Title: Gongying-Jiedu-Xiji recipe promotes the healing of venous ulcers by inhibiting ferroptosis via the CoQ-FSP1 axis
Description:
Objective: Gongying-Jiedu-Xiji recipe (DDL, batch number Z01080175) reduces body temperature, detoxifies, activates the blood circulation, reduces swelling, and dispels decay and pus.
The aim of this study was to investigate the mechanism of action by which DDL functions in the treatment of venous ulcers (VUs).
Methods: Normal tissues as well as VU tissues before and after DDL treatment were collected from nine VU patients in the hospital with ethical approval.
These three tissues were subjected to Prussian blue iron staining, immunoblotting, immunohistochemistry, immunofluorescence, and quantitative real-time PCR to detect the expression of ferroptosis suppressor protein 1 (FSP1), coenzyme Q (CoQ), 4-hydroxynonenal (4-HNE), and glutathione peroxidase 4 (GPX4).
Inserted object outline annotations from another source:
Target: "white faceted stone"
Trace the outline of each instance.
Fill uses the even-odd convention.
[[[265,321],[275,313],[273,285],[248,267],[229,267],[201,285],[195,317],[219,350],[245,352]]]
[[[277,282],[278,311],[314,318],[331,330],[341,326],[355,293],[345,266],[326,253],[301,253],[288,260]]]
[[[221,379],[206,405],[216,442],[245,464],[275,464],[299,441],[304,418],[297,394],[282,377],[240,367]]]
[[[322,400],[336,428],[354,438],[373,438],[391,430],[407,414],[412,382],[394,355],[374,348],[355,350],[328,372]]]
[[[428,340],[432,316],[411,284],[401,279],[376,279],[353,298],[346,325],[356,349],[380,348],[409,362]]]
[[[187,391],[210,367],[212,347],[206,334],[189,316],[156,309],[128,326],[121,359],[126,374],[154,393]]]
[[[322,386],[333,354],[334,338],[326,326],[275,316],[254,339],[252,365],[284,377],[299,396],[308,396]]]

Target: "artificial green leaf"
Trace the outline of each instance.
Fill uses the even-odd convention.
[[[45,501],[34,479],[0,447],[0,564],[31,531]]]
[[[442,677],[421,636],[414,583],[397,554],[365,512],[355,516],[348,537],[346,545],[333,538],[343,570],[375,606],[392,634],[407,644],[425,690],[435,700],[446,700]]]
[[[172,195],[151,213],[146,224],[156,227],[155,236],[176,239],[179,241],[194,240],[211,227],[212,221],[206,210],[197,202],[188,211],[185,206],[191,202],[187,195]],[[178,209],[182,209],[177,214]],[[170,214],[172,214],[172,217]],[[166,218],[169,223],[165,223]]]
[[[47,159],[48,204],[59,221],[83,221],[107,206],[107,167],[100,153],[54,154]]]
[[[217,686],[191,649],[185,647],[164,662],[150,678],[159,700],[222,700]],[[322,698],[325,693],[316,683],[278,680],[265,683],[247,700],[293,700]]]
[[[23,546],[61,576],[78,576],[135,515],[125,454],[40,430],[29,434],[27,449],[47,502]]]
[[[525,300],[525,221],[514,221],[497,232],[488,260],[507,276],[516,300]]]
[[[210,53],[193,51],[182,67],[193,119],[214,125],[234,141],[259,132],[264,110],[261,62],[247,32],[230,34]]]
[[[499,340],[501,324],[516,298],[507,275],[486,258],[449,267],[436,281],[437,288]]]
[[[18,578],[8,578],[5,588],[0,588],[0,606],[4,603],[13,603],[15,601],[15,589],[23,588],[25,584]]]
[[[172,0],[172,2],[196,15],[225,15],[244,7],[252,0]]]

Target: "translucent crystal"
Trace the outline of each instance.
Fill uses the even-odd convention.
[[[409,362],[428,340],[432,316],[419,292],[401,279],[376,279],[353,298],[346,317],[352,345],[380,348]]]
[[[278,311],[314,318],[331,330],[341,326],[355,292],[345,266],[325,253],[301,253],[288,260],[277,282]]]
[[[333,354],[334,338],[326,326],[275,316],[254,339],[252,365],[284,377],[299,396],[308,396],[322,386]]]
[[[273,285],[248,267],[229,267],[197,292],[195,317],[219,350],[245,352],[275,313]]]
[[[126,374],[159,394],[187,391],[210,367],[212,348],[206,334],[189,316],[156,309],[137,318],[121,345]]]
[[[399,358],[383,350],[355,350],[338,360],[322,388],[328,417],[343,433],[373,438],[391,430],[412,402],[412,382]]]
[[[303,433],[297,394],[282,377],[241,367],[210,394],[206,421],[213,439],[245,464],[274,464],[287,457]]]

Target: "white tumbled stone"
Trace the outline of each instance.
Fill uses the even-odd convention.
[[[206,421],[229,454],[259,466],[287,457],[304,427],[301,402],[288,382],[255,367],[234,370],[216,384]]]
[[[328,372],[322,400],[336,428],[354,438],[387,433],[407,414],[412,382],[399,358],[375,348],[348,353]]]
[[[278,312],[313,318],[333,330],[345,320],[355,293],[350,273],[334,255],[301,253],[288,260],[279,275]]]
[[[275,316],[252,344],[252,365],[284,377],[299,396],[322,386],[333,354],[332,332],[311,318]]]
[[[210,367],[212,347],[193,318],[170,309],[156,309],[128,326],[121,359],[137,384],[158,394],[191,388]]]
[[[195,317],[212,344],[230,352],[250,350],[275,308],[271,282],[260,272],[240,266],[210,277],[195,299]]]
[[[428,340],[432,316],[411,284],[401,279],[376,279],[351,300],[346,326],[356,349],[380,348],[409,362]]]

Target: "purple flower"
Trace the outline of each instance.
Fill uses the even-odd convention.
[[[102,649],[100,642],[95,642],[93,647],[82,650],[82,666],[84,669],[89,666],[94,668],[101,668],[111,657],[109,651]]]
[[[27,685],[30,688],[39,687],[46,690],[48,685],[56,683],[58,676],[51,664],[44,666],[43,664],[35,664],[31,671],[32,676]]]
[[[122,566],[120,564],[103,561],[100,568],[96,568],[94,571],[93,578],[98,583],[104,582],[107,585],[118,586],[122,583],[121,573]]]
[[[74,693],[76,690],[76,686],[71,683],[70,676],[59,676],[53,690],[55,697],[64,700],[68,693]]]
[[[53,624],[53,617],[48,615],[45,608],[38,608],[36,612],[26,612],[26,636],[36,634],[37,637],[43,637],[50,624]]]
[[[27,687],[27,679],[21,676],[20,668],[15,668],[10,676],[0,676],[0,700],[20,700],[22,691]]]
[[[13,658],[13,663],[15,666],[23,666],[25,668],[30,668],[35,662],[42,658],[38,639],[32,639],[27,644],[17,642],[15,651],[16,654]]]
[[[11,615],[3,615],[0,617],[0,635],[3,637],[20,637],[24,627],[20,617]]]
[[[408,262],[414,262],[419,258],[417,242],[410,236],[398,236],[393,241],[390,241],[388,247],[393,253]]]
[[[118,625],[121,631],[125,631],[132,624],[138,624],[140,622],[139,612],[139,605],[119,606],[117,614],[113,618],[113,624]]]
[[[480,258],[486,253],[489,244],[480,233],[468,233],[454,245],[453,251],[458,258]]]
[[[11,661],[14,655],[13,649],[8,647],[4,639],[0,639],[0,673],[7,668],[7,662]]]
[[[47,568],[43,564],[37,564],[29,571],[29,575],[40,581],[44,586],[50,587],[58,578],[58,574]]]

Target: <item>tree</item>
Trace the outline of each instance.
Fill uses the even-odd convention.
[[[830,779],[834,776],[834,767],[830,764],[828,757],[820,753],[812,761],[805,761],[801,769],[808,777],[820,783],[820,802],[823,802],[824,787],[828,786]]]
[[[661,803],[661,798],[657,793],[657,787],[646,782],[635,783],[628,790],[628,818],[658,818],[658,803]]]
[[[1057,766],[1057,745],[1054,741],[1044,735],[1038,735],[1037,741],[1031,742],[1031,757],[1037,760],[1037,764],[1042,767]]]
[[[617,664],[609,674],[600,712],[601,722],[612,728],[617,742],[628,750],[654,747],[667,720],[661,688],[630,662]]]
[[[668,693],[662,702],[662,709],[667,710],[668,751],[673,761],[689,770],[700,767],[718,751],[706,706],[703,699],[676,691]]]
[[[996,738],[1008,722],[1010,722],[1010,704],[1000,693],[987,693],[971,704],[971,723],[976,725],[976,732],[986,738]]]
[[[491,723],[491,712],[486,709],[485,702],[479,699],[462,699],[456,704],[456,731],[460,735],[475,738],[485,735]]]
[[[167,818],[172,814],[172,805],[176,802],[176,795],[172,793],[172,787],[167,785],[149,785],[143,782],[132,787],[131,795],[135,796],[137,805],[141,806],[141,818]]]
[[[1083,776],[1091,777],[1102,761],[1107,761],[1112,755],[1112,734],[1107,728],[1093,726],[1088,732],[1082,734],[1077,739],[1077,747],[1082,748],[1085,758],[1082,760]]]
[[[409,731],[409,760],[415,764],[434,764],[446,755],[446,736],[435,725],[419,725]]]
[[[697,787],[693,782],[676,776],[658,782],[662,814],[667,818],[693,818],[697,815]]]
After successful validation of the heme-induced human foreskin fibroblast (HFF) ferroptosis model, lyophilized DDL powder was added to the cells, and the cells were subjected to viability assays, immunoblotting, flow cytometry, glutathione (GSH) and malonaldehyde (MDA) assays, electron microscopy and qPCR assays.
Results: Ferroptosis in VU tissues was stronger than that in normal tissues, and ferroptosis in VU tissues after DDL treatment was weaker than that before treatment.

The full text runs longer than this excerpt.